Un altro esempio classico è la proxy authentication, quello che accade in Exchange Online e qualsiasi applicazione che basi l’autenticazione su NTLM o LDAP:

Figura 2 – Proxy Auth

  1. Outlook tenta di accedere alla cassetta postale, invia quindi le credenziali ad Exchange Online
  2. Exchange Online verifica le credenziali presso Azure AD
  3. Azure AD risponde ed al client viene concesso oppure negato l’accesso

Questi sono solo esempi dei protocolli di autenticazione consolidati all’interno delle reti on-premises, ma tutti condividono le stesse limitazioni:

  • Non sono pensati per essere sicuri se trasportati su Internet
  • È necessario che applicazione, client e server siano su reti in grado di parlarsi
  • Spesso sono necessari dei “trust” che richiedono ampi privilegi e molte porte, spesso non proprio firewall-friendly
  • L’applicazione deve avere al suo interno del codice per poter interagire con il sistema di autenticazione, e deve trattare i suoi package di autenticazione in maniera sicura (Kerberos AS, hash NTLM, coppia username/password in caso di integrazione LDAP diretta)
  • Non sono estensibili

Quando una applicazione è coinvolta in questo genere di autenticazione deve essere lei stessa (in linea generale) a richiedere al client le credenziali: un esempio è Outlook in configurazione Legacy il quale sfrutta NTLM.

Figura 3 – Outlook Legacy Auth

Queste limitazioni hanno portato l’industria informatica a sviluppare nuovi standard di autenticazione che sorpassano i concetti e le limitazioni dell’epoca su cui si basavano i vecchi protocolli e introducono nuove e ricche funzionalità di autenticazione.

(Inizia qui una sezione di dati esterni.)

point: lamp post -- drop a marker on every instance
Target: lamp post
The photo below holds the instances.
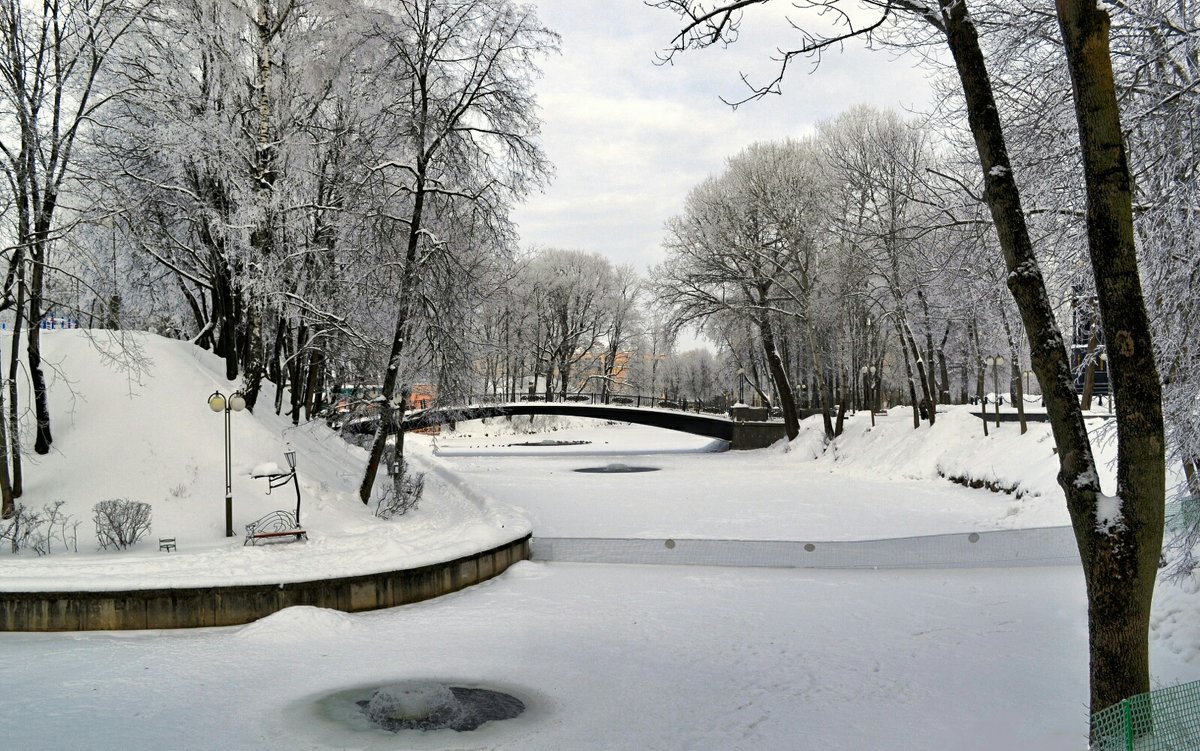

Come avviene la Modern Autentication

Figura 4 – Modello di passive authentication

In Figura 4 è rappresentato un modello generico di come avviene l’autenticazione tramite i nuovi protocollo di autenticazione, un po’ di terminologia:

  • STS: Secure Token Service (a volte chiamato Idp, Identity Provider) è il servizio che fornisce i token di autenticazione, nel mondo Microsoft è Azure Active Directory oppure Active Directory Federation Services
  • RP: Relying Party è il servizio che consuma questi token e può essere un altro STS oppure una applicazione
  • Client: è l’applicazione client che tenta di accedere al Relying Party, assume il ruolo di Bearer, ovverosia portatore, in quanto “porta” il Security Token dal STS al RP.

Ecco come avviene:

  1. Il Client cerca di accedere al Relying Party
  2. Il Relying Party
    reindirizza il Client presso il STS
  3. Il STS esegue la procedura di autenticazione
  4. Il STS consegna il Security Token al Client
  5. Il Security Token viene consegnato al Relying Party
  6. Il Relying Party
    valida il Security Token tramite la firma digitale apposta dal STS

Questo flusso di autenticazione porta molti vantaggi, principalmente derivate dal fatto che le funzioni di autenticazione sono implementate interamente all’interno del STS, liberando le applicazioni da questa responsabilità.

Sempre prendendo Outlook come esempio, ecco come si presenta il prompt di autenticazione quando si sta utilizzando la Modern Authentication: come è possibile osservare non è più Outlook a richiedere le credenziali ma vengono richieste direttamente dal STS (Azure AD).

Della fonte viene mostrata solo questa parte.